The findings of the Spanish cohort are, overall, similar to those of the international cohort, with some exceptions. In the Spanish cohort, 54% of patients had been exposed to asbestos, similar to that reported in another study in Spain (45%) [22]. In both cases, the rates in Spain were lower than those found abroad (79%) and in the overall international cohort of the study described here (75%) [20]. Moreover, maintenance therapy after 1L was given to 66% (67/102) of patients who completed 1L in Spain and to 51% of patients in the international cohort [20]. In both cases, pemetrexed was the most common treatment used. Maintenance therapy, thus, appears to be a common approach followed for patients with MPM, despite the lack of approval of agents for this use.

We found a considerable symptom burden and effect on HRQoL in patients with MPM in Spain. Additionally, patients identified more than one caregiver, suggesting an even higher burden. Caregivers also reported a burden of the disease in terms of psychological and physical aspects, as well as an impact on employment. Caregivers were primarily women who were the patient’s partner/spouse—adult children were also caregivers to a lesser extent—and lived with the patient. These findings are in line with those from the international cohort [19] and with other reports of quality of life of caregivers of patients with cancer [18].

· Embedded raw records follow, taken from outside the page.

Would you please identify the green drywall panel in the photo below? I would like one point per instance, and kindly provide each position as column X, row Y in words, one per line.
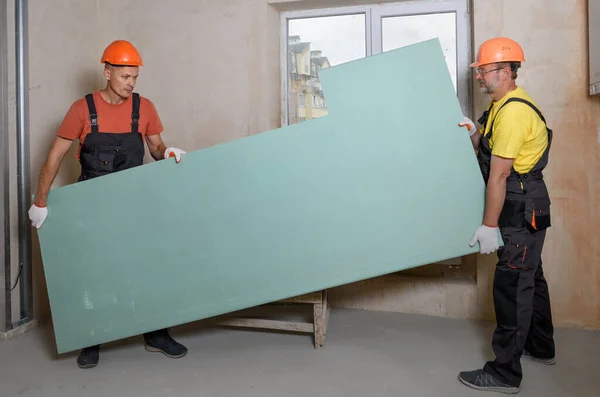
column 387, row 181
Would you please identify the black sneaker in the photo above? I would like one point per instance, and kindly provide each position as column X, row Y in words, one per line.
column 161, row 342
column 481, row 380
column 88, row 358
column 547, row 361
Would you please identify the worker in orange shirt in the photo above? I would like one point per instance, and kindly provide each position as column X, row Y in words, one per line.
column 111, row 126
column 513, row 146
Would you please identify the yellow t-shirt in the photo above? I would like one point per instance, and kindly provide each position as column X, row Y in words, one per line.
column 519, row 133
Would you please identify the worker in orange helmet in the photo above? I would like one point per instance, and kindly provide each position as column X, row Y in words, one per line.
column 111, row 125
column 512, row 147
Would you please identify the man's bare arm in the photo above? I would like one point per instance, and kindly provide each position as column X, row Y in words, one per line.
column 156, row 146
column 50, row 169
column 500, row 169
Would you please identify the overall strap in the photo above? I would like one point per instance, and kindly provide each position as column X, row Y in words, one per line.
column 93, row 114
column 531, row 105
column 135, row 112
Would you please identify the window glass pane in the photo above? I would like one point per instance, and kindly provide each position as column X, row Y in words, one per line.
column 314, row 44
column 401, row 31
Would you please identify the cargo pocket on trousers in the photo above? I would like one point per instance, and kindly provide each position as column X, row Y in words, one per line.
column 537, row 213
column 516, row 248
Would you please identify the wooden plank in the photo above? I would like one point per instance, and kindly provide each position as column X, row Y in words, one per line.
column 292, row 326
column 315, row 297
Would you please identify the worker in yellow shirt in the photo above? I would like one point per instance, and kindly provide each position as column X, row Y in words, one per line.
column 512, row 149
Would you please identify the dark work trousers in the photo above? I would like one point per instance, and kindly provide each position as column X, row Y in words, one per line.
column 522, row 305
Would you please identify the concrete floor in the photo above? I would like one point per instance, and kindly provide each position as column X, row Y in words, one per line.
column 365, row 354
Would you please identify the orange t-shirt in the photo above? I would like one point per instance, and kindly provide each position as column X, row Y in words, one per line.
column 111, row 118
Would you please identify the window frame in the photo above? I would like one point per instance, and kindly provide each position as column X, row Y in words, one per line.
column 374, row 14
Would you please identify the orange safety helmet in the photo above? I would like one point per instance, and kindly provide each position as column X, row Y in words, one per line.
column 121, row 52
column 498, row 49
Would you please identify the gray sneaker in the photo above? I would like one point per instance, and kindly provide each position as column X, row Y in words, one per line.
column 481, row 380
column 547, row 361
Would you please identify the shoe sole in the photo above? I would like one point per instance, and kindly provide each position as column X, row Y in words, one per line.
column 155, row 350
column 86, row 366
column 504, row 390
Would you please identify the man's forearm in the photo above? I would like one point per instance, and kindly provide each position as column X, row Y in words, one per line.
column 495, row 194
column 475, row 139
column 47, row 175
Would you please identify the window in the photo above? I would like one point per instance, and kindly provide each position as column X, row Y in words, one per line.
column 318, row 39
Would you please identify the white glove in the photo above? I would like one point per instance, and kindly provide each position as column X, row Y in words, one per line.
column 174, row 152
column 488, row 239
column 467, row 122
column 37, row 215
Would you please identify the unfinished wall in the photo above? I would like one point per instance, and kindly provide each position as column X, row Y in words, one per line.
column 554, row 37
column 212, row 70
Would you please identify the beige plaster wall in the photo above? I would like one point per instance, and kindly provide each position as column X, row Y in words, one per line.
column 213, row 73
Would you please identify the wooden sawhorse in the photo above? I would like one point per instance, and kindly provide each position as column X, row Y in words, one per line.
column 318, row 327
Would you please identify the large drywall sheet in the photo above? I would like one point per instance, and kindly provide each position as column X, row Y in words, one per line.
column 387, row 181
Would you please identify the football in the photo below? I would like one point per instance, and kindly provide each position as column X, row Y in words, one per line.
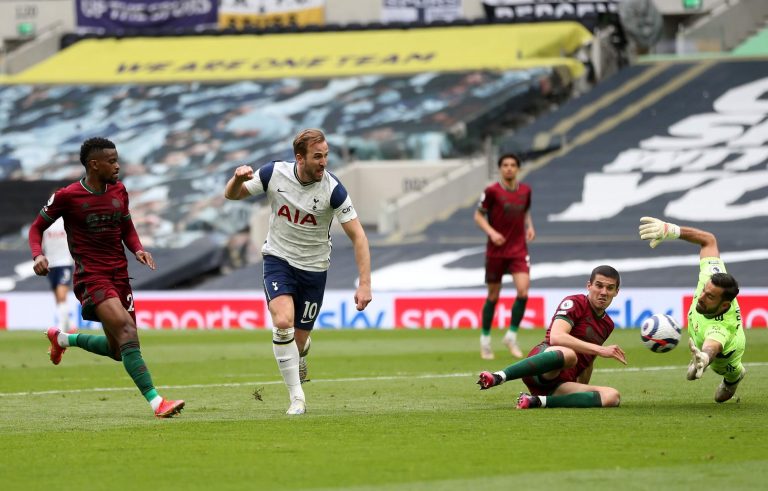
column 660, row 333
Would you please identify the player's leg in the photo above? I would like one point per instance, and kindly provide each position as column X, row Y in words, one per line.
column 489, row 308
column 62, row 309
column 87, row 294
column 542, row 366
column 521, row 276
column 307, row 304
column 730, row 367
column 286, row 350
column 280, row 285
column 572, row 394
column 118, row 320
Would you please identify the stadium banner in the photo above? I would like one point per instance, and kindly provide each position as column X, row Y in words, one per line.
column 425, row 11
column 446, row 309
column 313, row 55
column 112, row 16
column 584, row 11
column 268, row 13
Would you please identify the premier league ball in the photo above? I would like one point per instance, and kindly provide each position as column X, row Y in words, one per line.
column 660, row 333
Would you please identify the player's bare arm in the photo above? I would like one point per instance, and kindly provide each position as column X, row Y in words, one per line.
column 235, row 189
column 560, row 335
column 656, row 231
column 36, row 230
column 530, row 231
column 41, row 266
column 482, row 221
column 355, row 232
column 145, row 257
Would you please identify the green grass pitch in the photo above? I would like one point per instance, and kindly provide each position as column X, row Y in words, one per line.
column 387, row 410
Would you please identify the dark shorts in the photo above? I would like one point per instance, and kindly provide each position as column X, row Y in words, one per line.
column 60, row 275
column 306, row 287
column 496, row 267
column 93, row 291
column 539, row 386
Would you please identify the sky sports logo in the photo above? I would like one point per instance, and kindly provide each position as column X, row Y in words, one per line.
column 214, row 313
column 461, row 312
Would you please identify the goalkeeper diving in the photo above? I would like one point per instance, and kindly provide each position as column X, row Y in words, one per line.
column 716, row 334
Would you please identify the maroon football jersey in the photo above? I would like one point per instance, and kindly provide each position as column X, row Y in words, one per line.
column 586, row 326
column 92, row 221
column 505, row 210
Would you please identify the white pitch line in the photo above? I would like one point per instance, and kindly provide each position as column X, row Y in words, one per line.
column 333, row 380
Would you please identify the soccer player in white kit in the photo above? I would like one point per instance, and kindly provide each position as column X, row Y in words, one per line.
column 304, row 199
column 60, row 263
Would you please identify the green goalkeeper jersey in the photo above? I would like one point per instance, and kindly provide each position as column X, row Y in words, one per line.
column 726, row 328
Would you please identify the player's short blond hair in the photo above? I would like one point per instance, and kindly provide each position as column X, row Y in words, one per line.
column 305, row 138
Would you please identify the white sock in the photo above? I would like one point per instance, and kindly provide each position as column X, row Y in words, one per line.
column 287, row 357
column 63, row 339
column 155, row 402
column 63, row 313
column 485, row 340
column 511, row 336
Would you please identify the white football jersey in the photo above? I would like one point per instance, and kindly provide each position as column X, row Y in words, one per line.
column 55, row 245
column 300, row 221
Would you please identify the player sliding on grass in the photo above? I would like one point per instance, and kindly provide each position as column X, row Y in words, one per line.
column 304, row 199
column 716, row 336
column 557, row 371
column 98, row 222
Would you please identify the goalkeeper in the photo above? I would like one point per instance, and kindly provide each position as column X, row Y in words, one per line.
column 716, row 336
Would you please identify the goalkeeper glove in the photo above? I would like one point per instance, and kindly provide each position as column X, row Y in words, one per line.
column 657, row 231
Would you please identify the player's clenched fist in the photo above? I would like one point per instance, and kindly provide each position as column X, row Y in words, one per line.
column 244, row 173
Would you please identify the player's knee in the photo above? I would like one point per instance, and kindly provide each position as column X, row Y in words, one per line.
column 610, row 397
column 569, row 357
column 282, row 320
column 304, row 350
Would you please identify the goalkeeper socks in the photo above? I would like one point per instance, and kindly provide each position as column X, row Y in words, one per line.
column 287, row 357
column 578, row 399
column 535, row 365
column 89, row 342
column 518, row 311
column 489, row 308
column 137, row 369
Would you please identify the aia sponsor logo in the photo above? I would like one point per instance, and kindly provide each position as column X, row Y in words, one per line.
column 754, row 310
column 205, row 313
column 462, row 312
column 297, row 216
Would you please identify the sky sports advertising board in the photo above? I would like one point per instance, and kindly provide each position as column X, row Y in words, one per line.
column 459, row 309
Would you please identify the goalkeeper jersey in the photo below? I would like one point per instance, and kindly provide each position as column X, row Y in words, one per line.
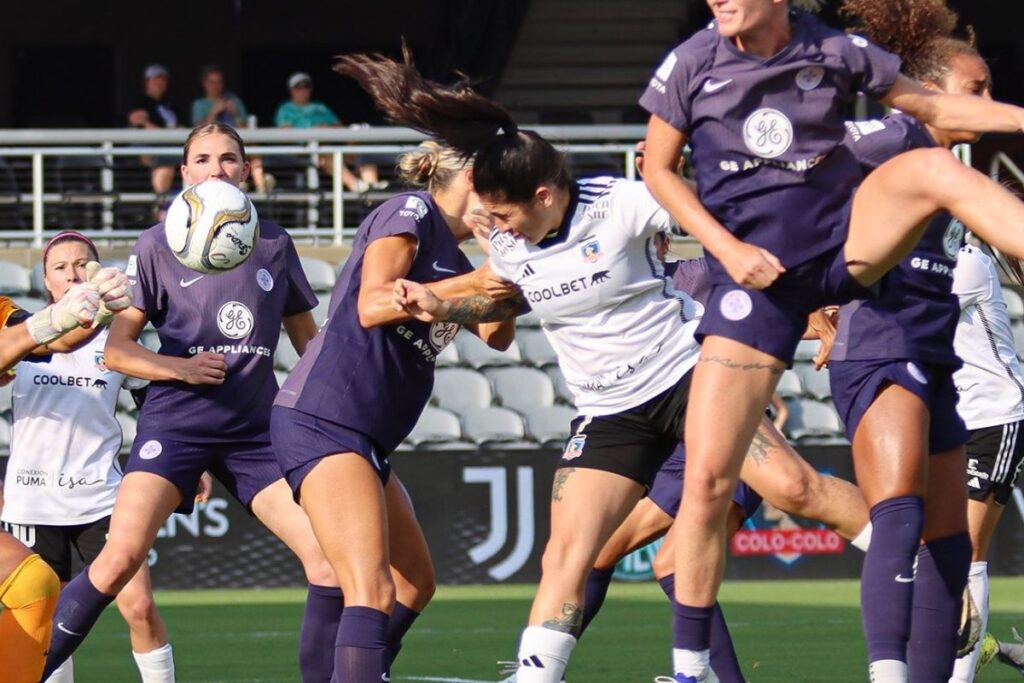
column 62, row 468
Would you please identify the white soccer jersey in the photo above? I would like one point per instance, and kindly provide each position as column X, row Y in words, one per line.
column 990, row 385
column 622, row 333
column 62, row 468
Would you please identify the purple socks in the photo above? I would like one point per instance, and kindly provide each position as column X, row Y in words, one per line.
column 888, row 578
column 398, row 626
column 724, row 662
column 360, row 652
column 942, row 572
column 79, row 607
column 320, row 630
column 594, row 594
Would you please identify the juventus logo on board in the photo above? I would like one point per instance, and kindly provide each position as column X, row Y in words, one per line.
column 497, row 479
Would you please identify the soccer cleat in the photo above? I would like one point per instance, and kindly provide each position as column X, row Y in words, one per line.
column 989, row 648
column 970, row 630
column 1012, row 654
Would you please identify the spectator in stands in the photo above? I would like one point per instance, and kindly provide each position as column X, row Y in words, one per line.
column 221, row 105
column 152, row 110
column 217, row 104
column 302, row 112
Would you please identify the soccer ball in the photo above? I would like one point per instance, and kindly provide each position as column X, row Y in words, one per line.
column 212, row 226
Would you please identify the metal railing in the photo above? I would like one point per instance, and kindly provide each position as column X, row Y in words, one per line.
column 339, row 143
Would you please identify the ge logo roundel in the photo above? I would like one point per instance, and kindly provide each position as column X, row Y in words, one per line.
column 235, row 319
column 768, row 133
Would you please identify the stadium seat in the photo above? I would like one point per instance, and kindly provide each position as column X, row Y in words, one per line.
column 790, row 385
column 13, row 279
column 815, row 381
column 449, row 356
column 522, row 389
column 128, row 428
column 477, row 354
column 36, row 281
column 320, row 273
column 285, row 356
column 561, row 388
column 434, row 426
column 460, row 389
column 494, row 427
column 536, row 348
column 1015, row 304
column 550, row 425
column 807, row 349
column 812, row 419
column 30, row 303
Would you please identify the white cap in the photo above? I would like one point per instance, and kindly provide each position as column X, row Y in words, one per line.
column 299, row 77
column 153, row 71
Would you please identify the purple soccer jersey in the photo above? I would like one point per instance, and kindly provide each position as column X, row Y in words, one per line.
column 378, row 380
column 914, row 313
column 237, row 313
column 767, row 134
column 691, row 276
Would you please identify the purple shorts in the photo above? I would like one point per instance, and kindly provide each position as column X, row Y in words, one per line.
column 773, row 319
column 302, row 440
column 856, row 383
column 245, row 468
column 667, row 492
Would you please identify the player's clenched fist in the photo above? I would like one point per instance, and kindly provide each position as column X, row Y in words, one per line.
column 77, row 308
column 205, row 368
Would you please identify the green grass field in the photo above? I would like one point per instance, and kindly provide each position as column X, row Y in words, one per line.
column 784, row 631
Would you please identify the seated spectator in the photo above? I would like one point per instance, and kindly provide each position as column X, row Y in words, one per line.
column 218, row 104
column 151, row 110
column 222, row 105
column 302, row 112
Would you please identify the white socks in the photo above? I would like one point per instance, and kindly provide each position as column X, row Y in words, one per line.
column 888, row 671
column 156, row 667
column 544, row 653
column 64, row 674
column 862, row 540
column 977, row 586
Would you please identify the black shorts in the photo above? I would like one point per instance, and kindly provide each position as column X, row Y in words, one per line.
column 58, row 546
column 993, row 461
column 634, row 442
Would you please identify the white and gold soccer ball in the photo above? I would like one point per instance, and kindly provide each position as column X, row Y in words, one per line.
column 212, row 226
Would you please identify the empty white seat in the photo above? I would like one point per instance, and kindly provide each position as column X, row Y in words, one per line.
column 807, row 349
column 815, row 381
column 522, row 389
column 285, row 356
column 492, row 424
column 14, row 279
column 810, row 418
column 477, row 354
column 320, row 273
column 550, row 425
column 461, row 390
column 790, row 385
column 536, row 348
column 435, row 425
column 1015, row 304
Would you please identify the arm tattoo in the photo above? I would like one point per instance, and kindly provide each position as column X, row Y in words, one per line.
column 561, row 476
column 481, row 308
column 773, row 368
column 760, row 449
column 570, row 621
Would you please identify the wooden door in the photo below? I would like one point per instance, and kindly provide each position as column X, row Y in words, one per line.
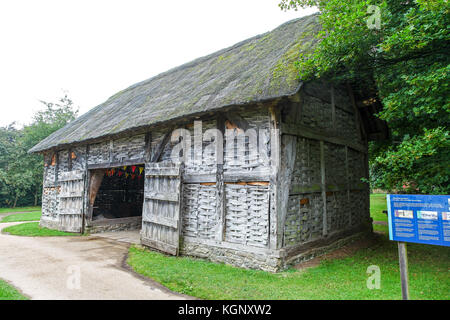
column 162, row 205
column 71, row 201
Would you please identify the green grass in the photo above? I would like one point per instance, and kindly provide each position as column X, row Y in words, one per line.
column 20, row 209
column 8, row 292
column 29, row 216
column 33, row 229
column 333, row 279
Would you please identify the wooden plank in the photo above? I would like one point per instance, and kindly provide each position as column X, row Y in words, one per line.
column 148, row 147
column 160, row 148
column 220, row 184
column 288, row 156
column 71, row 212
column 247, row 176
column 162, row 172
column 275, row 145
column 358, row 123
column 106, row 165
column 347, row 177
column 164, row 221
column 403, row 263
column 200, row 178
column 71, row 195
column 306, row 132
column 161, row 246
column 333, row 108
column 323, row 187
column 172, row 197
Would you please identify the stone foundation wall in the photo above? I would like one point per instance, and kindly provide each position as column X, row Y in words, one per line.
column 234, row 257
column 271, row 261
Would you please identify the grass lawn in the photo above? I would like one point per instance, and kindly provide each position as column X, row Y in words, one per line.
column 33, row 229
column 20, row 209
column 8, row 292
column 343, row 278
column 29, row 216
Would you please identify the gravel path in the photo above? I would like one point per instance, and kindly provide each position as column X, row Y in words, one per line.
column 74, row 268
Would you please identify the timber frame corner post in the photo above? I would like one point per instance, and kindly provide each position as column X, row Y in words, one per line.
column 275, row 227
column 161, row 217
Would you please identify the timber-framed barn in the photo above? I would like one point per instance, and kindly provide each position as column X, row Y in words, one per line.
column 112, row 168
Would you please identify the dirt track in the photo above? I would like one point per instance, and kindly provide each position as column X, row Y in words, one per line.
column 47, row 268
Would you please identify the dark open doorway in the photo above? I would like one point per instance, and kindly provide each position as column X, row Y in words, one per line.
column 117, row 194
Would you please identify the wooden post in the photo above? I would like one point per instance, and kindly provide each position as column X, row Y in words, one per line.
column 333, row 108
column 275, row 232
column 323, row 188
column 221, row 211
column 403, row 261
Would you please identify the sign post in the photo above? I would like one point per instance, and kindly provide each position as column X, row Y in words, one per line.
column 403, row 261
column 419, row 219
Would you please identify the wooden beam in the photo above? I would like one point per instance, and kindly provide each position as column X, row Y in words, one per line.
column 171, row 197
column 238, row 120
column 107, row 165
column 148, row 147
column 288, row 156
column 160, row 148
column 333, row 108
column 306, row 132
column 359, row 127
column 275, row 228
column 69, row 160
column 220, row 184
column 347, row 177
column 323, row 187
column 161, row 246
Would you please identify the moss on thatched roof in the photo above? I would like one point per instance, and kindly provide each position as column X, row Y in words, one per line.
column 257, row 69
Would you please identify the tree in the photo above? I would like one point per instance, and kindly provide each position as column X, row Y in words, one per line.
column 399, row 51
column 21, row 172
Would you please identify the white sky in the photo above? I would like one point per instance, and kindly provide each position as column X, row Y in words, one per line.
column 93, row 49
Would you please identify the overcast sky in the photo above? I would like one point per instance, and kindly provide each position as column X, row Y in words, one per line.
column 93, row 49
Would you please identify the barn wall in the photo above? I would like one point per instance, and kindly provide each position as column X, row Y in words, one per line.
column 55, row 165
column 317, row 178
column 326, row 175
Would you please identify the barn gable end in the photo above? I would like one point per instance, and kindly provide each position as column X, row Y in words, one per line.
column 298, row 195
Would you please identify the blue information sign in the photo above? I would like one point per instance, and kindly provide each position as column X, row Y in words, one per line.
column 419, row 218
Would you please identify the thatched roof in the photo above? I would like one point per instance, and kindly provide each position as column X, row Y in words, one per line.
column 257, row 69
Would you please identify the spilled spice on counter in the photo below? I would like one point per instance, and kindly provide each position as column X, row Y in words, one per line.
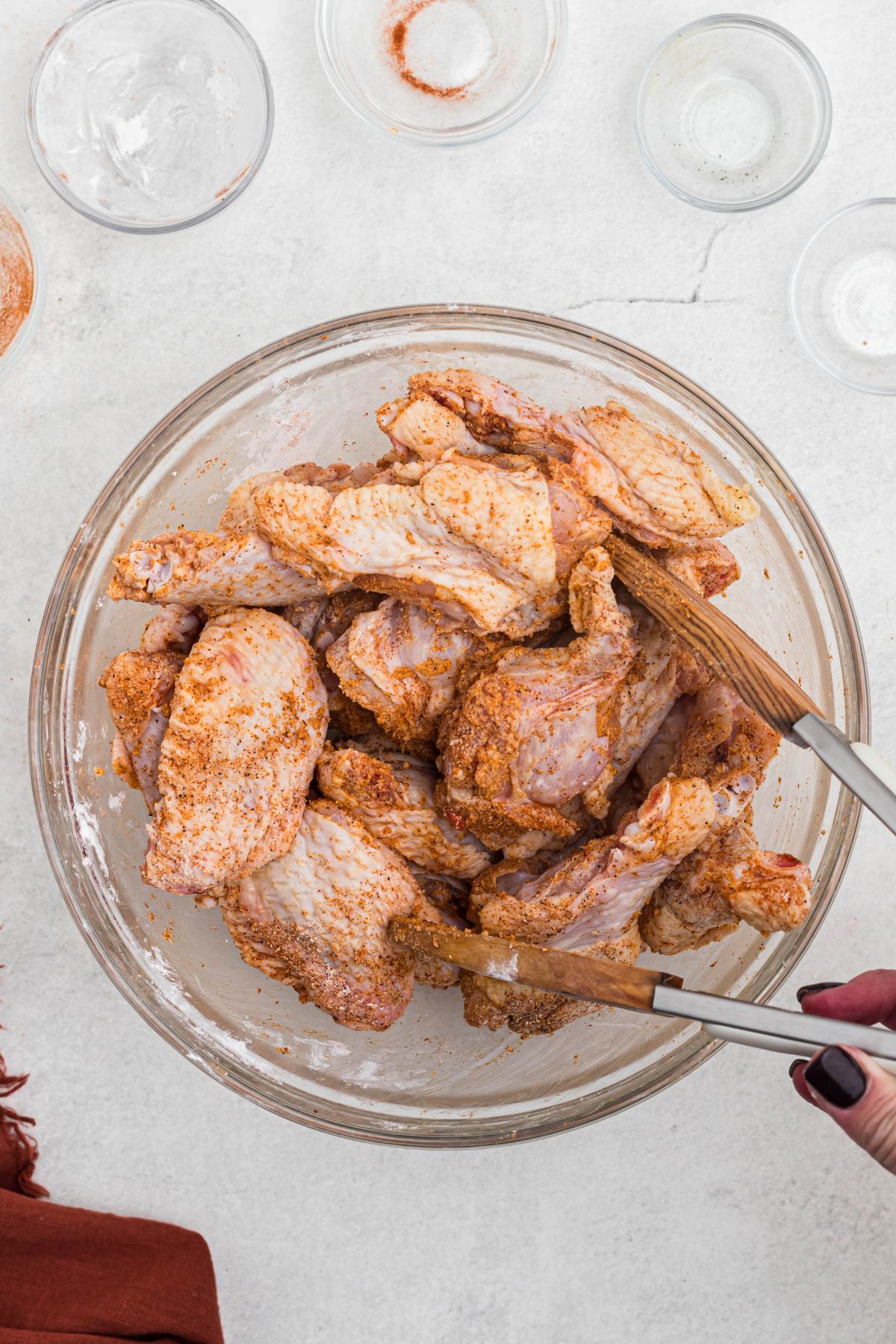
column 396, row 49
column 16, row 279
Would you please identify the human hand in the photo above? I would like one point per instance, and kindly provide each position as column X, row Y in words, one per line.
column 844, row 1082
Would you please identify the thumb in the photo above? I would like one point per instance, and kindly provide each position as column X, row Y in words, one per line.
column 857, row 1095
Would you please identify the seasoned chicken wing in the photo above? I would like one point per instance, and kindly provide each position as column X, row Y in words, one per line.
column 595, row 893
column 321, row 621
column 247, row 724
column 657, row 488
column 531, row 735
column 536, row 732
column 403, row 665
column 139, row 690
column 716, row 735
column 421, row 428
column 394, row 794
column 726, row 880
column 317, row 915
column 470, row 541
column 172, row 629
column 208, row 569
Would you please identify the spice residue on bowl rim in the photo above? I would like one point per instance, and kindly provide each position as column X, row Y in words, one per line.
column 396, row 31
column 16, row 279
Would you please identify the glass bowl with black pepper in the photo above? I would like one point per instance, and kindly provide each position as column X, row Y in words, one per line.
column 441, row 72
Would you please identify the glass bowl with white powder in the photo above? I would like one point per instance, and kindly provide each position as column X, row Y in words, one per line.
column 149, row 114
column 441, row 72
column 732, row 113
column 842, row 296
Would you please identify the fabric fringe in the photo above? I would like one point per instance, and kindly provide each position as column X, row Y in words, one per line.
column 22, row 1145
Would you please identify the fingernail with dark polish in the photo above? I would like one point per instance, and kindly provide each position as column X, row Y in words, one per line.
column 817, row 989
column 837, row 1078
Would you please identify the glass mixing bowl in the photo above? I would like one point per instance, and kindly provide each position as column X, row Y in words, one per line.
column 430, row 1080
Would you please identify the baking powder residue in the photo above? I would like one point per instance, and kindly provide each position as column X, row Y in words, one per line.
column 450, row 31
column 16, row 277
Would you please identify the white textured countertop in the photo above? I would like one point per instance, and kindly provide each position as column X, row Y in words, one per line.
column 723, row 1209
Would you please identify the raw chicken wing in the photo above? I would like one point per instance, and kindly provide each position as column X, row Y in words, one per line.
column 402, row 663
column 139, row 690
column 538, row 730
column 247, row 724
column 317, row 917
column 724, row 880
column 656, row 487
column 394, row 796
column 208, row 569
column 595, row 893
column 470, row 541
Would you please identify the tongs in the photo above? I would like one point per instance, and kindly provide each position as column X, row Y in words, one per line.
column 732, row 656
column 795, row 1034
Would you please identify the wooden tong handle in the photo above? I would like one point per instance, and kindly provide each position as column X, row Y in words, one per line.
column 727, row 651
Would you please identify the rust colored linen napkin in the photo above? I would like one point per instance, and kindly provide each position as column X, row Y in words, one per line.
column 69, row 1276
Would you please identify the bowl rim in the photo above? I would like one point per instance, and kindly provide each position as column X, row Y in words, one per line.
column 124, row 226
column 803, row 55
column 795, row 307
column 449, row 139
column 25, row 336
column 547, row 1120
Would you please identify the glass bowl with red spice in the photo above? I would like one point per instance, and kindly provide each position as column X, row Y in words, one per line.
column 441, row 72
column 20, row 284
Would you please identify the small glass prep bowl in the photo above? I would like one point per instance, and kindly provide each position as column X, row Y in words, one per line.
column 842, row 296
column 430, row 1080
column 732, row 113
column 13, row 221
column 149, row 116
column 441, row 72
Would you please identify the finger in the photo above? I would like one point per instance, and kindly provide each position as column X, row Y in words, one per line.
column 869, row 998
column 797, row 1071
column 859, row 1095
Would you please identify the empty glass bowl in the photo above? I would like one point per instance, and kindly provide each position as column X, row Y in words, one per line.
column 430, row 1080
column 149, row 114
column 441, row 72
column 732, row 113
column 842, row 296
column 22, row 284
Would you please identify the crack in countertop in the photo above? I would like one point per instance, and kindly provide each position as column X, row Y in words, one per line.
column 694, row 297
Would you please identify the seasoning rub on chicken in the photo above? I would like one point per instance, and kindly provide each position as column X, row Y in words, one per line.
column 417, row 687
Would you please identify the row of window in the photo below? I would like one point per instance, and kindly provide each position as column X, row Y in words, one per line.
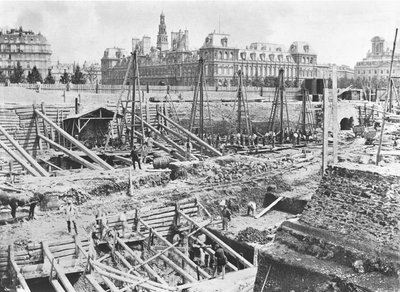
column 375, row 71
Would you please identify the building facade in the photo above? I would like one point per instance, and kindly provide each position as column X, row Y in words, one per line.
column 178, row 65
column 376, row 65
column 25, row 47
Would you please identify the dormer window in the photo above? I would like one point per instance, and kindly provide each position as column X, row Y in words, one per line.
column 224, row 42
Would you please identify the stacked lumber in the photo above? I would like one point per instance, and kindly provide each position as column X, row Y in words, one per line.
column 160, row 219
column 31, row 258
column 19, row 122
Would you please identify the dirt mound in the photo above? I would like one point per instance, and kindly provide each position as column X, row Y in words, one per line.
column 251, row 234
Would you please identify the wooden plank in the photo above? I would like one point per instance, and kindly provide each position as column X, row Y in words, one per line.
column 227, row 248
column 268, row 208
column 94, row 283
column 24, row 154
column 191, row 135
column 19, row 159
column 148, row 269
column 179, row 253
column 70, row 153
column 67, row 136
column 126, row 277
column 60, row 272
column 56, row 285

This study’s strengths and limitations have been previously published with the findings of the international cohort [20]. Briefly, the main strength of this study was the inclusion of a large real-world cohort of patients, considering the rarity of the disease. Additionally, data were obtained from multiple sites. The main limitations of this study were the cross-sectional design and the reliance on patient- or caregiver-reported data, as well as on complete physician-collected information. Another limitation is the relatively short timeframe (6 months) in which the study was conducted.

In conclusion, MPM remains a disease with poor prognosis and reduced HRQoL, which impacts both patients and caregivers. Multidimensional management of MPM is of interest, considering the rarity of the disease and its burden. Most patients develop chemotherapy resistance and have short responses, and maintenance therapy is not approved. New strategies such as immunotherapy have shown promising results and should be considered.